I recently took a trip to Toronto with the family. We crammed in as many things as we could into the days that we were there, spreading the choices of places and activities between the four of us…a visit to Ontario Place, a couple of trips to Silver Snail Comics, a walk at The Riverdale Farm (they have outdoor oven-fired pizza on Tuesdays!), poked around The Necropolis, dinner at Baton Rouge, and my personal choice – a visit to Kensington Market on a lazy, sunny Saturday.
It was a real treat (and a completely different experience/vibe) to have my kids with me as I strolled down the streets. We slipped in and out of the little stalls and store fronts, smelling spices, tasting foods – hot, sour, savoury, and sweet. Mmmmm…churros.
But what’s a day in Kensington Market without a stop at Courage My Love?
I dragged my 12-year-old into the shop, proclaiming the virtues of vintage. After a nice browse around, I left with two hats and a sweet wooden ring. I wore the ring on my pinky most of the rest of the day, twirling it around as we ate vendor dogs and shouted out words for a street side rapper to incorporate into his mix. (He was pretty good…try lookin’ cool while rapping about “artichokes”.)
Later that evening, after we’d returned to the hotel and I was getting ready to go to dinner, I realized the ring was loose on my pinky. Not wanting to lose it, I moved it to my ring finger. It went on easily and seemed a good, snug fit.
As I put on my make-up, snug became tight. I tugged on it while we walked to the restaurant but the ring wouldn’t budge and my finger began to swell. By the time we were ready to order, my finger was a lovely shade of maroon. Houston, we have a problem.
Of course, the problem was made worse because:
A. If you’ve ever eaten at Baton Rouge, you know you can’t just get up a leave, not after you’ve dreamed of their BBQ sauce for months on end. (It’s not Papa Joe’s Smoke House, but pretty close.)
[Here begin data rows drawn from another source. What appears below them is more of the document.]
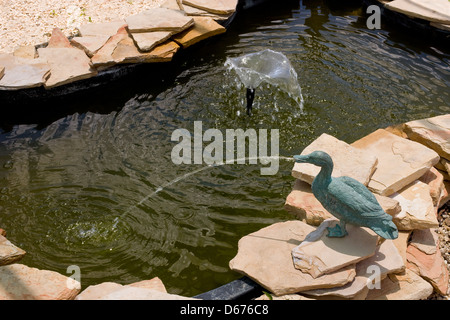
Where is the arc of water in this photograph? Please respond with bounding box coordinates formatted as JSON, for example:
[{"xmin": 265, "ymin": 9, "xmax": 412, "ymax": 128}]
[{"xmin": 112, "ymin": 155, "xmax": 294, "ymax": 229}]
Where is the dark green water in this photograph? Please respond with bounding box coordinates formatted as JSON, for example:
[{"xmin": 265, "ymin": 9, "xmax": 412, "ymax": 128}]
[{"xmin": 0, "ymin": 0, "xmax": 449, "ymax": 296}]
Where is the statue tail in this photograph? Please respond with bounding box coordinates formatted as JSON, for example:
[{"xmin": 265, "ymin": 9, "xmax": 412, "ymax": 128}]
[{"xmin": 369, "ymin": 217, "xmax": 398, "ymax": 240}]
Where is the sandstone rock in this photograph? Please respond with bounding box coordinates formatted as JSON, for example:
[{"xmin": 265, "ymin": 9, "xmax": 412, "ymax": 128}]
[
  {"xmin": 438, "ymin": 168, "xmax": 450, "ymax": 181},
  {"xmin": 404, "ymin": 114, "xmax": 450, "ymax": 160},
  {"xmin": 70, "ymin": 35, "xmax": 110, "ymax": 57},
  {"xmin": 13, "ymin": 45, "xmax": 37, "ymax": 59},
  {"xmin": 182, "ymin": 4, "xmax": 232, "ymax": 21},
  {"xmin": 384, "ymin": 123, "xmax": 408, "ymax": 138},
  {"xmin": 292, "ymin": 219, "xmax": 378, "ymax": 278},
  {"xmin": 256, "ymin": 293, "xmax": 313, "ymax": 300},
  {"xmin": 285, "ymin": 179, "xmax": 400, "ymax": 226},
  {"xmin": 91, "ymin": 25, "xmax": 180, "ymax": 68},
  {"xmin": 0, "ymin": 235, "xmax": 26, "ymax": 266},
  {"xmin": 78, "ymin": 20, "xmax": 127, "ymax": 37},
  {"xmin": 385, "ymin": 0, "xmax": 450, "ymax": 24},
  {"xmin": 47, "ymin": 28, "xmax": 72, "ymax": 48},
  {"xmin": 0, "ymin": 66, "xmax": 4, "ymax": 80},
  {"xmin": 37, "ymin": 47, "xmax": 97, "ymax": 88},
  {"xmin": 352, "ymin": 129, "xmax": 440, "ymax": 196},
  {"xmin": 418, "ymin": 167, "xmax": 444, "ymax": 206},
  {"xmin": 0, "ymin": 264, "xmax": 80, "ymax": 300},
  {"xmin": 76, "ymin": 277, "xmax": 167, "ymax": 300},
  {"xmin": 172, "ymin": 16, "xmax": 226, "ymax": 48},
  {"xmin": 431, "ymin": 21, "xmax": 450, "ymax": 31},
  {"xmin": 293, "ymin": 133, "xmax": 378, "ymax": 186},
  {"xmin": 0, "ymin": 53, "xmax": 51, "ymax": 90},
  {"xmin": 389, "ymin": 180, "xmax": 439, "ymax": 230},
  {"xmin": 439, "ymin": 181, "xmax": 450, "ymax": 208},
  {"xmin": 406, "ymin": 229, "xmax": 449, "ymax": 295},
  {"xmin": 365, "ymin": 269, "xmax": 433, "ymax": 300},
  {"xmin": 442, "ymin": 158, "xmax": 450, "ymax": 177},
  {"xmin": 131, "ymin": 31, "xmax": 173, "ymax": 52},
  {"xmin": 392, "ymin": 231, "xmax": 412, "ymax": 266},
  {"xmin": 229, "ymin": 221, "xmax": 356, "ymax": 296},
  {"xmin": 434, "ymin": 157, "xmax": 447, "ymax": 171},
  {"xmin": 160, "ymin": 0, "xmax": 183, "ymax": 11},
  {"xmin": 284, "ymin": 179, "xmax": 332, "ymax": 226},
  {"xmin": 126, "ymin": 8, "xmax": 194, "ymax": 33},
  {"xmin": 302, "ymin": 239, "xmax": 405, "ymax": 299},
  {"xmin": 182, "ymin": 0, "xmax": 238, "ymax": 15},
  {"xmin": 101, "ymin": 287, "xmax": 197, "ymax": 300}
]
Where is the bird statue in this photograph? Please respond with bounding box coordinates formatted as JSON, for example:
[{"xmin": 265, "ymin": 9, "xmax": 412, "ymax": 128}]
[{"xmin": 293, "ymin": 151, "xmax": 398, "ymax": 239}]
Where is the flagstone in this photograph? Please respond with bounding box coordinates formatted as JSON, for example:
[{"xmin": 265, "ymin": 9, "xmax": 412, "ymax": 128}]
[
  {"xmin": 130, "ymin": 31, "xmax": 173, "ymax": 52},
  {"xmin": 229, "ymin": 221, "xmax": 356, "ymax": 296},
  {"xmin": 13, "ymin": 45, "xmax": 38, "ymax": 59},
  {"xmin": 418, "ymin": 167, "xmax": 445, "ymax": 206},
  {"xmin": 0, "ymin": 234, "xmax": 26, "ymax": 266},
  {"xmin": 0, "ymin": 53, "xmax": 50, "ymax": 90},
  {"xmin": 389, "ymin": 180, "xmax": 439, "ymax": 230},
  {"xmin": 292, "ymin": 219, "xmax": 378, "ymax": 278},
  {"xmin": 404, "ymin": 114, "xmax": 450, "ymax": 160},
  {"xmin": 302, "ymin": 239, "xmax": 404, "ymax": 299},
  {"xmin": 47, "ymin": 28, "xmax": 72, "ymax": 48},
  {"xmin": 352, "ymin": 129, "xmax": 439, "ymax": 196},
  {"xmin": 70, "ymin": 35, "xmax": 111, "ymax": 57},
  {"xmin": 0, "ymin": 264, "xmax": 80, "ymax": 300},
  {"xmin": 385, "ymin": 0, "xmax": 450, "ymax": 24},
  {"xmin": 365, "ymin": 269, "xmax": 433, "ymax": 300},
  {"xmin": 78, "ymin": 20, "xmax": 127, "ymax": 37},
  {"xmin": 125, "ymin": 8, "xmax": 194, "ymax": 33},
  {"xmin": 37, "ymin": 47, "xmax": 97, "ymax": 88},
  {"xmin": 172, "ymin": 16, "xmax": 226, "ymax": 48},
  {"xmin": 182, "ymin": 0, "xmax": 238, "ymax": 15},
  {"xmin": 292, "ymin": 133, "xmax": 378, "ymax": 186}
]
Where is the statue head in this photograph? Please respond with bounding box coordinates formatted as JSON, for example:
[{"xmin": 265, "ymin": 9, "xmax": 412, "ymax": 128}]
[{"xmin": 293, "ymin": 150, "xmax": 333, "ymax": 167}]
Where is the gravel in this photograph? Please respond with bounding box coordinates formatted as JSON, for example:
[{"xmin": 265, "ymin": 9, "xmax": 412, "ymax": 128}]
[{"xmin": 0, "ymin": 0, "xmax": 165, "ymax": 53}]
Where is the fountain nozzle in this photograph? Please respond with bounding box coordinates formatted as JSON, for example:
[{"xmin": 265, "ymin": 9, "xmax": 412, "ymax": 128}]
[{"xmin": 246, "ymin": 88, "xmax": 255, "ymax": 116}]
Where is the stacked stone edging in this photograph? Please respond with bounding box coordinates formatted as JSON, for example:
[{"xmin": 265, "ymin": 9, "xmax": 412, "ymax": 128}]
[
  {"xmin": 230, "ymin": 113, "xmax": 450, "ymax": 300},
  {"xmin": 0, "ymin": 0, "xmax": 235, "ymax": 92}
]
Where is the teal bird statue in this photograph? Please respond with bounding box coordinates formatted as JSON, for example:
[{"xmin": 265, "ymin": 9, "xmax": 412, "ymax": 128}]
[{"xmin": 294, "ymin": 151, "xmax": 398, "ymax": 239}]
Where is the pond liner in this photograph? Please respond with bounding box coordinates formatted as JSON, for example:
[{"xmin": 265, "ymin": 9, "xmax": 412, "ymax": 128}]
[{"xmin": 193, "ymin": 276, "xmax": 264, "ymax": 300}]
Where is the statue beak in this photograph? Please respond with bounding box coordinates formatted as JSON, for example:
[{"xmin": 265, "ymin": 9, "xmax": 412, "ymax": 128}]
[{"xmin": 293, "ymin": 155, "xmax": 309, "ymax": 163}]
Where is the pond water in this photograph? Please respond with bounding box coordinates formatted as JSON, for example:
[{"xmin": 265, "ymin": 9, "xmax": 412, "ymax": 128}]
[{"xmin": 0, "ymin": 0, "xmax": 449, "ymax": 296}]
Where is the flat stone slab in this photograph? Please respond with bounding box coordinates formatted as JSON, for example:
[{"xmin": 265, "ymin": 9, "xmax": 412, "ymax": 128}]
[
  {"xmin": 70, "ymin": 35, "xmax": 111, "ymax": 57},
  {"xmin": 303, "ymin": 239, "xmax": 405, "ymax": 299},
  {"xmin": 131, "ymin": 31, "xmax": 173, "ymax": 52},
  {"xmin": 404, "ymin": 114, "xmax": 450, "ymax": 160},
  {"xmin": 91, "ymin": 25, "xmax": 180, "ymax": 68},
  {"xmin": 78, "ymin": 20, "xmax": 127, "ymax": 37},
  {"xmin": 76, "ymin": 277, "xmax": 168, "ymax": 299},
  {"xmin": 418, "ymin": 167, "xmax": 444, "ymax": 206},
  {"xmin": 126, "ymin": 8, "xmax": 194, "ymax": 33},
  {"xmin": 352, "ymin": 129, "xmax": 439, "ymax": 196},
  {"xmin": 37, "ymin": 47, "xmax": 97, "ymax": 89},
  {"xmin": 385, "ymin": 0, "xmax": 450, "ymax": 24},
  {"xmin": 365, "ymin": 269, "xmax": 433, "ymax": 300},
  {"xmin": 0, "ymin": 264, "xmax": 80, "ymax": 300},
  {"xmin": 13, "ymin": 45, "xmax": 37, "ymax": 59},
  {"xmin": 292, "ymin": 219, "xmax": 378, "ymax": 278},
  {"xmin": 407, "ymin": 229, "xmax": 449, "ymax": 295},
  {"xmin": 172, "ymin": 16, "xmax": 226, "ymax": 48},
  {"xmin": 0, "ymin": 53, "xmax": 50, "ymax": 90},
  {"xmin": 229, "ymin": 221, "xmax": 356, "ymax": 296},
  {"xmin": 182, "ymin": 0, "xmax": 238, "ymax": 15},
  {"xmin": 101, "ymin": 287, "xmax": 198, "ymax": 300},
  {"xmin": 389, "ymin": 180, "xmax": 439, "ymax": 230},
  {"xmin": 47, "ymin": 28, "xmax": 72, "ymax": 48},
  {"xmin": 0, "ymin": 234, "xmax": 26, "ymax": 266},
  {"xmin": 292, "ymin": 133, "xmax": 378, "ymax": 186}
]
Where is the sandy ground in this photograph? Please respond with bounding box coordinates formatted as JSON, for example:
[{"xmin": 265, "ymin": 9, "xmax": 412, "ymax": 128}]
[{"xmin": 0, "ymin": 0, "xmax": 165, "ymax": 53}]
B. My book signing at Book Expo Canada was the next day at noon. Kind of difficult to scribble my name repeatedly when the fourth finger of my writing hand is the size of a sausage.
My dear husband (calmly) says, “we’ll ask for a side of butter. Maybe that will work.”
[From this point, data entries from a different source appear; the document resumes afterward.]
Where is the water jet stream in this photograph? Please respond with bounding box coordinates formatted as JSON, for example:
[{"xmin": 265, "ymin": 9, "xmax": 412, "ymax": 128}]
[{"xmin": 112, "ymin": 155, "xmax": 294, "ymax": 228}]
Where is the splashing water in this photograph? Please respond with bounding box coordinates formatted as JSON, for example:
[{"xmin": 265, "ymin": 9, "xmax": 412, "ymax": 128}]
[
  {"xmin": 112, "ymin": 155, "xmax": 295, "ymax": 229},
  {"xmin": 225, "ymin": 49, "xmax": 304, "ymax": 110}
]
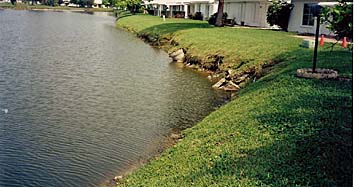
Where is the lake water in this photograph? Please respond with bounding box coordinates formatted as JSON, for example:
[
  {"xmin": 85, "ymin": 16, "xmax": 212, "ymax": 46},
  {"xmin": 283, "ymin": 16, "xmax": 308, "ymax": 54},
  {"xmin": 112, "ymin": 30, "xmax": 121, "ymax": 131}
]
[{"xmin": 0, "ymin": 10, "xmax": 227, "ymax": 187}]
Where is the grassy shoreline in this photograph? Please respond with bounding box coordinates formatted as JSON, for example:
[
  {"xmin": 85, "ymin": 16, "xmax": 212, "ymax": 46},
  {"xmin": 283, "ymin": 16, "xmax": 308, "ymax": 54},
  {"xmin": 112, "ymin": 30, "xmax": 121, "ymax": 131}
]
[{"xmin": 115, "ymin": 15, "xmax": 352, "ymax": 186}]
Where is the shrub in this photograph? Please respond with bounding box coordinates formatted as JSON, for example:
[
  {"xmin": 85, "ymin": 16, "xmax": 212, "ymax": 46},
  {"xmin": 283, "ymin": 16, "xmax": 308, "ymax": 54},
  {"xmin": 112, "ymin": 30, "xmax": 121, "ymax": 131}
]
[
  {"xmin": 321, "ymin": 0, "xmax": 353, "ymax": 40},
  {"xmin": 208, "ymin": 12, "xmax": 228, "ymax": 25},
  {"xmin": 173, "ymin": 11, "xmax": 185, "ymax": 18},
  {"xmin": 267, "ymin": 1, "xmax": 293, "ymax": 31},
  {"xmin": 147, "ymin": 9, "xmax": 155, "ymax": 15},
  {"xmin": 192, "ymin": 12, "xmax": 203, "ymax": 20}
]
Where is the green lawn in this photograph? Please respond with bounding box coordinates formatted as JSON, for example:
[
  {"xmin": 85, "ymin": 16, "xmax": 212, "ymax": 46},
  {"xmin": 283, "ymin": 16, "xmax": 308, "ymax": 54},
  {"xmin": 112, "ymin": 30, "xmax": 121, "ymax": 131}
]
[{"xmin": 116, "ymin": 15, "xmax": 352, "ymax": 186}]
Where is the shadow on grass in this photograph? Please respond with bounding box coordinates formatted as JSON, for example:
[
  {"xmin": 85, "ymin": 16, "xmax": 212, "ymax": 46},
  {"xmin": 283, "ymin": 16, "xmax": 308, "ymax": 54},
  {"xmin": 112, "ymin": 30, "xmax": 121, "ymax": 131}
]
[
  {"xmin": 193, "ymin": 118, "xmax": 351, "ymax": 186},
  {"xmin": 253, "ymin": 87, "xmax": 352, "ymax": 186},
  {"xmin": 185, "ymin": 48, "xmax": 352, "ymax": 186},
  {"xmin": 139, "ymin": 22, "xmax": 212, "ymax": 35}
]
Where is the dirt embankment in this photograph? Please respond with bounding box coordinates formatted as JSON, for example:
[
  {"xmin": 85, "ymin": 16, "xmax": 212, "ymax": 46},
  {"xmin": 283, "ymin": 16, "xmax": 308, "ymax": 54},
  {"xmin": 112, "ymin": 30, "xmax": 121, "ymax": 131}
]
[{"xmin": 138, "ymin": 31, "xmax": 278, "ymax": 92}]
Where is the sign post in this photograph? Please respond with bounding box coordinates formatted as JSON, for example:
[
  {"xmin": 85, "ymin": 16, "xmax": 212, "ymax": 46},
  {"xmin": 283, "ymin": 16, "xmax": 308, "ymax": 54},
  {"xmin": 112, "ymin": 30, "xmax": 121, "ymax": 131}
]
[{"xmin": 310, "ymin": 5, "xmax": 323, "ymax": 73}]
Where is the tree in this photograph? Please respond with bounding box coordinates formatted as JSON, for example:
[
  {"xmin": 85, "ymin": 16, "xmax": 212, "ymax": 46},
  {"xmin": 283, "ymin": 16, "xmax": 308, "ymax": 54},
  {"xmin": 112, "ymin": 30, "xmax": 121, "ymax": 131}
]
[
  {"xmin": 71, "ymin": 0, "xmax": 93, "ymax": 7},
  {"xmin": 266, "ymin": 1, "xmax": 294, "ymax": 31},
  {"xmin": 215, "ymin": 0, "xmax": 224, "ymax": 27},
  {"xmin": 70, "ymin": 0, "xmax": 79, "ymax": 4},
  {"xmin": 321, "ymin": 0, "xmax": 352, "ymax": 40},
  {"xmin": 108, "ymin": 0, "xmax": 117, "ymax": 7},
  {"xmin": 102, "ymin": 0, "xmax": 109, "ymax": 6},
  {"xmin": 115, "ymin": 0, "xmax": 142, "ymax": 12},
  {"xmin": 115, "ymin": 0, "xmax": 127, "ymax": 9},
  {"xmin": 49, "ymin": 0, "xmax": 59, "ymax": 6}
]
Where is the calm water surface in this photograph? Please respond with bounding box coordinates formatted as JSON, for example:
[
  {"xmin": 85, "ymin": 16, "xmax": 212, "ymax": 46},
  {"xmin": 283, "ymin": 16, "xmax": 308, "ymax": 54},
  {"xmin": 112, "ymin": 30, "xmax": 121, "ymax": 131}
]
[{"xmin": 0, "ymin": 10, "xmax": 227, "ymax": 187}]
I thanked the server, scooped up a big pat of the stuff and stuck my hands under the table and started to slather away.
We were way beyond butter.
Husband (still quite calm) says…”OK. Emergency room?”
I could smell the glorious woody scent of the BBQ sauce as the server set my plate in front of me. I unrolled the napkin that was wrapped around the silverware.
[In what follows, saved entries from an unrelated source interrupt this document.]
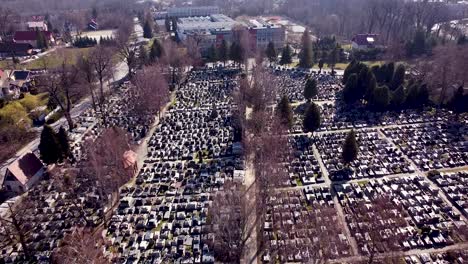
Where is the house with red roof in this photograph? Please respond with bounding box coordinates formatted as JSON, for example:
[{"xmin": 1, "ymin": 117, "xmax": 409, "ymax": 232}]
[
  {"xmin": 2, "ymin": 152, "xmax": 45, "ymax": 193},
  {"xmin": 13, "ymin": 31, "xmax": 55, "ymax": 48}
]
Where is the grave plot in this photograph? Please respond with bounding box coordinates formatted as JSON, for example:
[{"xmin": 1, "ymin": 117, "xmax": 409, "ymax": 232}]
[
  {"xmin": 271, "ymin": 68, "xmax": 341, "ymax": 102},
  {"xmin": 262, "ymin": 189, "xmax": 352, "ymax": 263},
  {"xmin": 173, "ymin": 68, "xmax": 240, "ymax": 110},
  {"xmin": 0, "ymin": 175, "xmax": 107, "ymax": 262},
  {"xmin": 285, "ymin": 135, "xmax": 325, "ymax": 186},
  {"xmin": 382, "ymin": 123, "xmax": 468, "ymax": 171},
  {"xmin": 429, "ymin": 171, "xmax": 468, "ymax": 217},
  {"xmin": 315, "ymin": 130, "xmax": 413, "ymax": 180},
  {"xmin": 107, "ymin": 186, "xmax": 213, "ymax": 264},
  {"xmin": 335, "ymin": 176, "xmax": 468, "ymax": 255},
  {"xmin": 105, "ymin": 67, "xmax": 244, "ymax": 263},
  {"xmin": 147, "ymin": 107, "xmax": 238, "ymax": 162}
]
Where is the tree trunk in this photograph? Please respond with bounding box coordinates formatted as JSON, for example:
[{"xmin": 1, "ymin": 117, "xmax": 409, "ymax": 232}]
[
  {"xmin": 89, "ymin": 85, "xmax": 97, "ymax": 111},
  {"xmin": 64, "ymin": 112, "xmax": 74, "ymax": 132},
  {"xmin": 99, "ymin": 78, "xmax": 104, "ymax": 104}
]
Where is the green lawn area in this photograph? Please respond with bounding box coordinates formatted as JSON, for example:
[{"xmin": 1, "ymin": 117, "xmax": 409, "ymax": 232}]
[
  {"xmin": 0, "ymin": 48, "xmax": 91, "ymax": 70},
  {"xmin": 0, "ymin": 93, "xmax": 49, "ymax": 124},
  {"xmin": 335, "ymin": 60, "xmax": 385, "ymax": 70},
  {"xmin": 23, "ymin": 47, "xmax": 91, "ymax": 69}
]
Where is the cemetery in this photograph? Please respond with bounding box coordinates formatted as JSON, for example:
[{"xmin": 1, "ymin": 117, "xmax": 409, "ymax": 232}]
[
  {"xmin": 314, "ymin": 130, "xmax": 413, "ymax": 181},
  {"xmin": 271, "ymin": 67, "xmax": 341, "ymax": 102},
  {"xmin": 104, "ymin": 67, "xmax": 244, "ymax": 263},
  {"xmin": 262, "ymin": 188, "xmax": 352, "ymax": 262},
  {"xmin": 335, "ymin": 176, "xmax": 468, "ymax": 255},
  {"xmin": 429, "ymin": 171, "xmax": 468, "ymax": 217},
  {"xmin": 382, "ymin": 123, "xmax": 468, "ymax": 171},
  {"xmin": 285, "ymin": 135, "xmax": 325, "ymax": 186}
]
“This steak knife looks pretty sharp. Maybe I can saw the ring off?”
Husband shook his head and sighed. “Give me your hand, I’ll do it.”
He made a good start, sawing a nice groove into the ring, but I couldn’t stand watching the blade move back and forth so close to my fingers. “Thanks honey, I’ll take it from here.”
I worked at it, sawing away when I could, changing the angle ever so slightly when I came too near flesh, quickly hiding my hand under the table every time the waiter came by, or when the manager insisted on strolling around striking up conversations with us and every table within sight.
I may have lost a ring, but my finger was still in tact, my hand ready for BEC.